Détacher ce pays de la Russie, ce serait non seulement couper des liens immémoriaux mais séparer des millions de familles en les forçant de vivre de part et d’autre d’une frontière artificielle. La rivalité des grandes puissances étant attirée par ces disputes régionales, l’Otan serait poussée à couvrir le gouvernement de Kiev de sa protection. La mauvaise frontière deviendrait barrière militaire. Alors on verrait la guerre accourir. La crainte de Soljenitsyne n’était pas imaginaire. Il y a huit ans, George Bush, cédant à l’ivresse de la toute puissance américaine, voulut que l’Ukraine devienne membre de l’Otan. Pour le plus grand bien de la paix en Europe, la prudence allemande y a mis son veto.
Choisir son destin
C’est pourquoi l’écrivain estimait qu’il appartenait à chaque région de ce pays de choisir son destin. C’est ce que préconise aujourd’hui le Kremlin. Nous venons d’en voir une application en Crimée. D’autres pourraient suivre.

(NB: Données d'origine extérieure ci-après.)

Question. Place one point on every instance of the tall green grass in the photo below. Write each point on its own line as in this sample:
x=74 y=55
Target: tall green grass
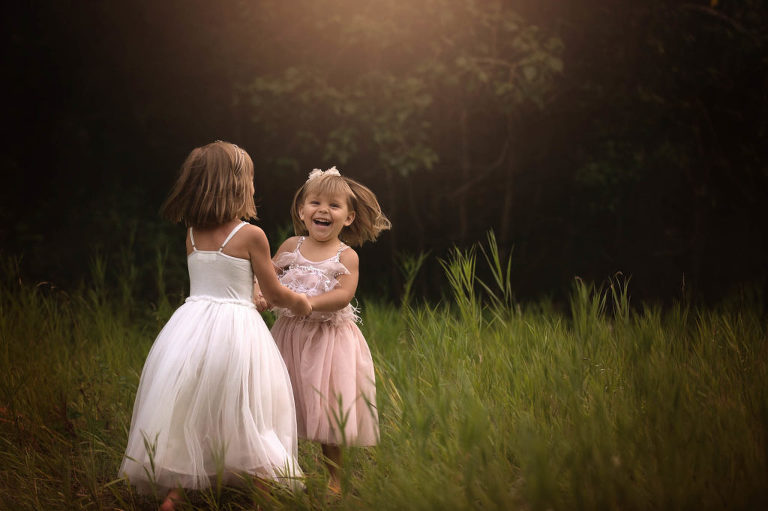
x=484 y=403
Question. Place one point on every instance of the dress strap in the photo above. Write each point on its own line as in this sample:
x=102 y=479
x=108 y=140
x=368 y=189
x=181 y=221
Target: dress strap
x=342 y=248
x=232 y=233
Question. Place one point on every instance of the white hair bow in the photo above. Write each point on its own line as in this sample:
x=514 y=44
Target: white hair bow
x=333 y=171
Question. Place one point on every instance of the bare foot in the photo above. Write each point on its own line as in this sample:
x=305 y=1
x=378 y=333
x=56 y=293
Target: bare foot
x=334 y=487
x=169 y=504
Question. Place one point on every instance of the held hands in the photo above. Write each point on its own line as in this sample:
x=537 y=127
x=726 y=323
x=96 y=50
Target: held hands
x=301 y=307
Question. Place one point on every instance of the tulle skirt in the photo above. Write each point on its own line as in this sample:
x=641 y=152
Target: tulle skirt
x=332 y=375
x=214 y=400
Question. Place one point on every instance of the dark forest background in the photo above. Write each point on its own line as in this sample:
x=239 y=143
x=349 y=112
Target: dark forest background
x=591 y=136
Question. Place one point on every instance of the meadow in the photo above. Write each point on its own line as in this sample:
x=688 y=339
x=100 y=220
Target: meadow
x=484 y=402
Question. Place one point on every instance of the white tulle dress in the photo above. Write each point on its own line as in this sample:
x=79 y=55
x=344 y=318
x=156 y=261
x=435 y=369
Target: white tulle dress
x=214 y=397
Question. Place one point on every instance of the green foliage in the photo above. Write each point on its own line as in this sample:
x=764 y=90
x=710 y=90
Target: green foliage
x=484 y=403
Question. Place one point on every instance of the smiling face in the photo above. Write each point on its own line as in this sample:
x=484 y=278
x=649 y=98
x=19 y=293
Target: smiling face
x=325 y=215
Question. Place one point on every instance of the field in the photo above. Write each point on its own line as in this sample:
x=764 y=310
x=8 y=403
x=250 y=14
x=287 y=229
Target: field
x=485 y=403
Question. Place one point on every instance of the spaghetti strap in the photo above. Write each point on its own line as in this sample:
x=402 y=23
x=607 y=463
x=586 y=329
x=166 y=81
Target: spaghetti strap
x=232 y=233
x=342 y=248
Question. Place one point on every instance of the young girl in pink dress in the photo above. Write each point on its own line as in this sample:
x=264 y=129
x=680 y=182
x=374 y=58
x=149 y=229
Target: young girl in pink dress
x=214 y=401
x=327 y=357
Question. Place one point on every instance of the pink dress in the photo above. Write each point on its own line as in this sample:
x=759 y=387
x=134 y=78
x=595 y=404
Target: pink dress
x=328 y=360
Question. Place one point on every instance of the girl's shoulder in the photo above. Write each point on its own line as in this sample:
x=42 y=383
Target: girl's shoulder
x=348 y=257
x=253 y=233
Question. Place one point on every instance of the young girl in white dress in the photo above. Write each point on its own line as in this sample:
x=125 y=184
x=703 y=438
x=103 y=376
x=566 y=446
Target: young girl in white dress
x=215 y=399
x=327 y=357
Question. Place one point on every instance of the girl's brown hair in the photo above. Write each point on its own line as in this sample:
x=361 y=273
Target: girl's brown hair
x=369 y=220
x=215 y=185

Des voix s’élèvent en Occident pour dénoncer ce qu’elles appellent l’impérialisme de Moscou. Elles prédisent que Poutine, encouragé par notre faiblesse, est sur le point d’annexer Kiev avant d’envahir Tallinn et Riga. Ces prétendues analyses n’ont rien à voir avec la réalité.
En l’état actuel des faits, Poutine ne fait que répondre aux vœux de la nation russe. Si, par un étrange retour de l’histoire, l’Occident mettait tout son poids à défendre l’inviolabilité de frontières héritées de Lénine et Staline, il prendrait la lourde responsabilité des tensions militaires et des misères humaines qui s’ensuivraient. La sagesse lui commande de canaliser pacifiquement un mouvement justifié, pas de le contrarier et encore moins de l’empêcher.
Michel Pinton est ancien député au Parlement européen.